Value expansion isn’t guesswork; the most successful companies, like the examples above, follow a recognisable pattern. Here’s four steps to identify your app’s next shift:
Start by mapping core and adjacent jobs-to-be-done
Every subscription product solves a primary job for users, but most users have several related needs surrounding that core job. For example, Headspace began by helping users target anxiety and relaxation — the next natural step was tackling sleep.
You can start by observing what people try to accomplish before, during, and after they use your product to reveal natural places to expand. These adjacent jobs usually become the clearest starting points for broadening value.

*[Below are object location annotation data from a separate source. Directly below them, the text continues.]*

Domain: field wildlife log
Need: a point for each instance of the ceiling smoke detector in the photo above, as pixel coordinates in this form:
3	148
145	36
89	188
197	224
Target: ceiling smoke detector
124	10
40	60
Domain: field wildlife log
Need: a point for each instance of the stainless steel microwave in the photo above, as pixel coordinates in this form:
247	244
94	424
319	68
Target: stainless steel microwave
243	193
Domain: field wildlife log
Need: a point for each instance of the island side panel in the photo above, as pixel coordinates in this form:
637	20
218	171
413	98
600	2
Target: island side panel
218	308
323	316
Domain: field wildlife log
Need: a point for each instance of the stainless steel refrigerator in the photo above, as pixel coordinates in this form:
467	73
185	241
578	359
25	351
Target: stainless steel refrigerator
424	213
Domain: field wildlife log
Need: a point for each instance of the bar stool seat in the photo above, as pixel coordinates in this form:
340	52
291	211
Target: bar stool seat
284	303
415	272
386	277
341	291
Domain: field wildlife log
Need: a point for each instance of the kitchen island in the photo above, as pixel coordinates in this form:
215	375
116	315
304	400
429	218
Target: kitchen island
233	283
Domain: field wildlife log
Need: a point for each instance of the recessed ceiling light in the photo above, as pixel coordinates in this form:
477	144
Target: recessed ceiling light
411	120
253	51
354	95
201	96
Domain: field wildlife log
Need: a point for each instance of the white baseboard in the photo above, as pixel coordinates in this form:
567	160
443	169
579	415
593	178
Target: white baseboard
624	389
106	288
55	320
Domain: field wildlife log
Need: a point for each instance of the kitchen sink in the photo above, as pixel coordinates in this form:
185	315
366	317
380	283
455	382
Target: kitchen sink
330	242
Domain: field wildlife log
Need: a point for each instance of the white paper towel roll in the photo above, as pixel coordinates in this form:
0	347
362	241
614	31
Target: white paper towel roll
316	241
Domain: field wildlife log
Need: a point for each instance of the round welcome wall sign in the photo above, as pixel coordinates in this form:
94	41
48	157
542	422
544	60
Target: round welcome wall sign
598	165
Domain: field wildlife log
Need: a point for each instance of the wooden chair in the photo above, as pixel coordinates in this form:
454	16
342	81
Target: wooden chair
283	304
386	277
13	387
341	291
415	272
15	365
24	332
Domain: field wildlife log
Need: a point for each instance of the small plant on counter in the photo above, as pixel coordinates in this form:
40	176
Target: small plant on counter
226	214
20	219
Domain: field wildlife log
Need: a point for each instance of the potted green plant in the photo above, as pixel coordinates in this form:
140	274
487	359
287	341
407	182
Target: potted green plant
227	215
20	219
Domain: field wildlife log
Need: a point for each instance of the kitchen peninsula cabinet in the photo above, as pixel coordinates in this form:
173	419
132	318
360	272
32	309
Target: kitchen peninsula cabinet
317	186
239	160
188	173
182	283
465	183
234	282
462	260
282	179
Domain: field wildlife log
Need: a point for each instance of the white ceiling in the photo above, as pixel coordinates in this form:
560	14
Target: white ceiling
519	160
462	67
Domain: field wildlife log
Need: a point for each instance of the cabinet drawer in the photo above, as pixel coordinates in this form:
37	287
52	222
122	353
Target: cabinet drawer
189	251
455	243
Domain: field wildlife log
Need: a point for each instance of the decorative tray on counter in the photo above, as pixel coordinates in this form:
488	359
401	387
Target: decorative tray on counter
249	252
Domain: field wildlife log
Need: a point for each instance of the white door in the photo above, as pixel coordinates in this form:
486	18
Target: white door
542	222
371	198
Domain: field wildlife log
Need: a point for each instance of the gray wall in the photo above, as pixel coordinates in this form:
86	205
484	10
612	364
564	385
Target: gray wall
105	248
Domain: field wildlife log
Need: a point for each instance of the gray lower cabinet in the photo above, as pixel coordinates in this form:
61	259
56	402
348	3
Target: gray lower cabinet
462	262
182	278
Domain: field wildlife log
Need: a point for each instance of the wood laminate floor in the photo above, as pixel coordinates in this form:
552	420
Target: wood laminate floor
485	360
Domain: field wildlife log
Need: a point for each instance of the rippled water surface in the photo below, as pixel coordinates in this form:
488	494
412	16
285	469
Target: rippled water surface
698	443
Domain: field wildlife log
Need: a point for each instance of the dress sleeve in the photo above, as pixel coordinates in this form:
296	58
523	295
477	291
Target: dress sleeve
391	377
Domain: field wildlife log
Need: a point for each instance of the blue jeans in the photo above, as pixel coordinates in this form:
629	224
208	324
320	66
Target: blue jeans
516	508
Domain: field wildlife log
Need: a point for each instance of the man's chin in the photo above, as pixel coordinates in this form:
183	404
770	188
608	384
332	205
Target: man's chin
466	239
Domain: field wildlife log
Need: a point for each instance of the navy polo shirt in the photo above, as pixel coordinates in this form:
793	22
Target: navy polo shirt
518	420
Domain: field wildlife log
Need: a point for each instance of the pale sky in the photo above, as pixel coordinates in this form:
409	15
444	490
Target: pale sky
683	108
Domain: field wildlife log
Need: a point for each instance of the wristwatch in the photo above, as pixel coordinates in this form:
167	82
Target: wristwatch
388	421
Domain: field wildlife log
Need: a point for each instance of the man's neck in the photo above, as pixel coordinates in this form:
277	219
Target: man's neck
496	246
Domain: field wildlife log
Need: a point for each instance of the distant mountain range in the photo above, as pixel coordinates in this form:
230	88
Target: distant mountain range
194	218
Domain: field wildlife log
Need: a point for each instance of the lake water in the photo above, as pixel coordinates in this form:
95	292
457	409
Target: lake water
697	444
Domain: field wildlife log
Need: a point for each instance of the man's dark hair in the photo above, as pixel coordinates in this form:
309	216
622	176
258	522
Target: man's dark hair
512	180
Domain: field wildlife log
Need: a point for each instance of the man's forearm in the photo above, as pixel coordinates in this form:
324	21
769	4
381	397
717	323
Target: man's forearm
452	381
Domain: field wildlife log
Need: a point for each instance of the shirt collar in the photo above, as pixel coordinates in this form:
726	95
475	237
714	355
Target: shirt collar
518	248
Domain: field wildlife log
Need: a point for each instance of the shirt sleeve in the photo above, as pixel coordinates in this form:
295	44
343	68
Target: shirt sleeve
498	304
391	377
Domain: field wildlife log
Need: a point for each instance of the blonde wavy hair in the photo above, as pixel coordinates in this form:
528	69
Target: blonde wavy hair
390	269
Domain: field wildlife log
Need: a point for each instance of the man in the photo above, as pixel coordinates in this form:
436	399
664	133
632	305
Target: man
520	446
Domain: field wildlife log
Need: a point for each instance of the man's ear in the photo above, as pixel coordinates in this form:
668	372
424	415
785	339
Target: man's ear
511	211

Alternately, look to competitors and the rest of the market. Duolingo was already the market leader for language-learning, but the ‘Education’ category of the App Store still showed other general learning apps. So it made sense for them to expand to other subjects beyond language.
Validate with behavioural and survey data
Not every adjacent idea is worth pursuing. The strongest signals come from your most retained users: what else do they repeatedly do, search for, or pair with your product?
Behavioral analysis often uncovers complementary apps, repeat patterns, or clusters of similar feature requests. Review mining can also be a valuable technique to identify new areas for expansion that you already know users are interested in. Surveys and interviews help confirm whether those patterns represent real unmet needs rather than edge cases.
Test expansion ideas through lightweight prototypes
Value expansion rarely begins with a full feature build. Many companies start with small, reversible bets: content pilots, limited betas, basic integrations or partnerships. These early experiments reveal whether users recognise the added value and whether it increases engagement.
If the signal is strong, the surface area can be expanded with more confidence, and you can consider putting monetization strategies in place (see below!).
Monetize only once the value is established
Most companies introduce expanded value as a retention lever before treating it as a revenue lever. While it’s tempting to put new features or use cases behind a paywall, hold off until users consistently engage with the new behaviour or app areas. Proven value supports pricing power; unproven value does not.
Once you have this proof, higher-tier plans, add-ons, or bundles feel far more natural to users, and far less risky to your retention..
Ready to expand your app’s value?
For established apps, expanding value is a natural next step once the core product and funnel have matured. It’s a retention lever first and an ARPU lever second.
There’s many ways to expand the value of your app and drive increased revenue per user; the examples and guidance in this article are just a handful of options at your disposal. But there is a general consistency among the apps that expand successfully: thoughtful expansion into adjacent use cases and audiences, backed by user research or interest, rather than a rapid reach in a new direction.
The longer users stay and the more needs you meet, the easier it becomes to justify premium pricing or new product lines later on.
In short: earn engagement, then monetize it. That’s how established subscription businesses turn retention improvements into sustainable ARPU growth.